As “Jeune Terre” began, the packed audience sat on raised platforms, fog filling the Barnard Black Box, waiting to be transported to the Louisiana town.
The Barnard Theatre Department performed “Jeune Terre” on Thursday, Friday, and Saturday in the Glicker-Milstein Theatre. The new play was created by New York playwright Gabrielle Reisman, directed by Barnard’s Associate Professor of Professional Practice in Directing Alice Reagan, and starred Barnard and Columbia theater students. The play focused on the impact of climate change, based on the story of the real-life town of Jean Lafitte, Louisiana.
The play opens with environmental activist Lee, played by Devin Hammond, BC ’20, asking the audience to stand up all together before sitting down in sections to represent the population of the wetlands that have been killed off, drawing the audience into the show. Hammond’s portrayal of a khaki-wearing, persistent environmentalist was impressive, especially in her daring streak in one scene in which she broke government rules to run an ecology test and kick in parts of the abandoned canal.

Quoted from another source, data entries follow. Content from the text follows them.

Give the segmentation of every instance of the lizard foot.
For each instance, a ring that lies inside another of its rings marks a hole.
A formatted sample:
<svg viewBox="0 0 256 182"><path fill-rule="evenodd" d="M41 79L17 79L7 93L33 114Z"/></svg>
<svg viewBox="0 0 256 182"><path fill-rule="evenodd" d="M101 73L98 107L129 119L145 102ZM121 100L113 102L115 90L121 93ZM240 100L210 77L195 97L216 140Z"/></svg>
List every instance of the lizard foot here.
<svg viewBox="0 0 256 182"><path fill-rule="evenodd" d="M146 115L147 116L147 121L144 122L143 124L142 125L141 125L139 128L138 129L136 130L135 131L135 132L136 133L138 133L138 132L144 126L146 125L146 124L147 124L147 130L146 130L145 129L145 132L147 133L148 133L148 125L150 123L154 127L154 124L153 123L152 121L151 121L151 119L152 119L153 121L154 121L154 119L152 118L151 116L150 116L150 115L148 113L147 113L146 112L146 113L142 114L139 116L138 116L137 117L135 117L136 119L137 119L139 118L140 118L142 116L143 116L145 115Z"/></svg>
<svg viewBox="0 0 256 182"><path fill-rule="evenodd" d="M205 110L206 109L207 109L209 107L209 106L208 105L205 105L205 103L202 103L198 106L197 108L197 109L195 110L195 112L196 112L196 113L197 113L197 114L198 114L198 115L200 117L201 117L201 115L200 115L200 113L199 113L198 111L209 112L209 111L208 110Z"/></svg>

The show served as two of the actors’ Senior Theses in Performance in Acting: Steve Ali, CC ’18, as The Mayor, and Josh Zoeller, CC ’18, as Paul the environmentalist. While not central characters, their performances were evocative and captivating. Most memorable was Zoeller and Ali’s dinner conversation arguing for and against environmental protections for the town, in which they gradually built tension off each other. Their characters watched the action happen around them, infusing scenes with their imposing and stoic behavior.
Many scenes made noticeable and unique use of audience interaction. During a scene including a town hall where characters discussed changes to environmental plans, Tiny, played by Viviana Prado-Núñez, CC ’20, and Lee walked through the audience, handing cookies and Dixie cups of coffee to audience members.
However, the play itself lacked a transition between its first and second halves. Viewers were left feeling ambivalent as they followed the character’s day-to-day life without a clear transition between the everyday Jeune Terre and post-hurricane Jeune Terre.
Along with the whimsical props, such as the wooden motorboat and paper doll bodies, the four stages of restaurant, city hall, market, and center stage created an imaginative set. The show used all levels of the theater, from the floor, to raised floor platforms, to a ladder platform at the top of the Black Box. The set design and lighting was impressive, most noticeably during the aftermath of a hurricane, with swirling fog, flashing green lights, and growling music.
In Jeune Terre’s plotline of actors, Brie, Madeleine Williams, BC ’20, and Andrew, Sebastien Siclait, CC ’18, put on an impressive musical for the town; however the scripted transitional musical was off-putting. The new play had a musical accompaniment consisting of strange electronic transitions. The play ended abruptly with a strange deus-ex-machina final all-cast musical number that was jarring as all the characters began to sing out to the audience about the environment.
“Jeune Terre,” while carried by the strengths of its set, visuals, and actors, lacked in its emotional transition and musical component. It told a compelling story of the tensions of a small town and saving the environment, and with its basis in a real story, the threat it portrayed is all too pressing.